Teachers functioning under the regular contract have autonomy and academic freedom; however, the test prep mentality has permeated even the Anglo schools. They spend time teaching to the test to avoid sanctioning. Though the Anglo students are compromised, they don’t suffer the same punitive sanctions as Black students attending predominately Black schools. For example, the majority of the Black students are forced to take three language arts classes: reading, writing, and language arts and two math classes under a remedial curriculum with mandated teaching materials focused on test prep as opposed to an enriching curriculum that allows for inquiry, problem solving, creative/critical thinking, and analysis/creative writing in response to visual text, written text, or a guiding question. Their elective courses are replaced with test prep classes. Project based learning is prohibited. Honors, gifted, and Advanced Placement courses are offered; however in all of these schools, two-thirds or more of the students are labeled “low-performing.” A disproportionate number are identified as Exceptional Education students. They are often taken out of their non-testing classes to sit for tutoring sessions. Their social studies instructors are forced to take class time for test prep. Generally, their instructors are novice, frequently not certified in the area in which they are teaching, and often come from the ranks of Teach for America, a new teacher program that is, according to one educator,” tantamount to the Tuskegee Experiment.” In contrast, their white counter-parts never see a Teach for America teacher.

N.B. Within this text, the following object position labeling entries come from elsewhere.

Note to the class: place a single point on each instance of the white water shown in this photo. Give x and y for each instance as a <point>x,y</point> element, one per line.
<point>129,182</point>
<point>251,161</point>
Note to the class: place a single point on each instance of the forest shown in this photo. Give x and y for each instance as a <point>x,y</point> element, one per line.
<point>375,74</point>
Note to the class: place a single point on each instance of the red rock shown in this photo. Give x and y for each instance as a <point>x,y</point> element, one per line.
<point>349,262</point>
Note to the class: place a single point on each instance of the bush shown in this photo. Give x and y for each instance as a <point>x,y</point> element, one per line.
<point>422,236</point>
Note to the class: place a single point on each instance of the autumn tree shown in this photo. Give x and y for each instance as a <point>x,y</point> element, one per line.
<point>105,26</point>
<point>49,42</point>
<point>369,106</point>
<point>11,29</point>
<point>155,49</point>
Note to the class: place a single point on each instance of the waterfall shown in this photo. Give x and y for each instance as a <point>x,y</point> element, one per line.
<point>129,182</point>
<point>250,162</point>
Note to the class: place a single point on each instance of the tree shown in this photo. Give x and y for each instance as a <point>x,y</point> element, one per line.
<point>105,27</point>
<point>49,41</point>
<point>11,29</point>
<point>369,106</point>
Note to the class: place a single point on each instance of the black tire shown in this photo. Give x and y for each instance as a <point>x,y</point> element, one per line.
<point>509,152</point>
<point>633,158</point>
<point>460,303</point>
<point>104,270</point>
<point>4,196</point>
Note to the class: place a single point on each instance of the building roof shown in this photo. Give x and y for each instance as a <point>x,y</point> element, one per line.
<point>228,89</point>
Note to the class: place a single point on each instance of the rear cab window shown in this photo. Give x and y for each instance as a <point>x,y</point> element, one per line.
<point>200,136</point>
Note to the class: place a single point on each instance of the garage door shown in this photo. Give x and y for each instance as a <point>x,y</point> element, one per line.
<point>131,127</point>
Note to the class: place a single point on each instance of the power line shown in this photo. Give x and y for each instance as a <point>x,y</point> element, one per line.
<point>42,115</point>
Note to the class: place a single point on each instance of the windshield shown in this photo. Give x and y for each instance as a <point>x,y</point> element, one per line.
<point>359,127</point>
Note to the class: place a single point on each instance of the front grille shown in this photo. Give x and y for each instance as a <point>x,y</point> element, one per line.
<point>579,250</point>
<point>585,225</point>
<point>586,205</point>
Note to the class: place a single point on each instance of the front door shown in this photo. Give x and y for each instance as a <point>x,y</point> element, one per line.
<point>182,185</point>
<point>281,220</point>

Nor are their schools in constant flux with ever changing staff akin to the dismantling of the slave family. Additionally, they do not walk daily with the chronic red lettered “low-performing” stamp that accompanies the” second-class stamp” issued by the strong arm of American racism.
Sanctioned, segregated, unequal schools with no autonomy- pretty much pre-Brown versus Topeka, Kanas and pretty much in line with Plessy v Ferguson. Kozol, who, by the way, regularly visits these schools, called it right.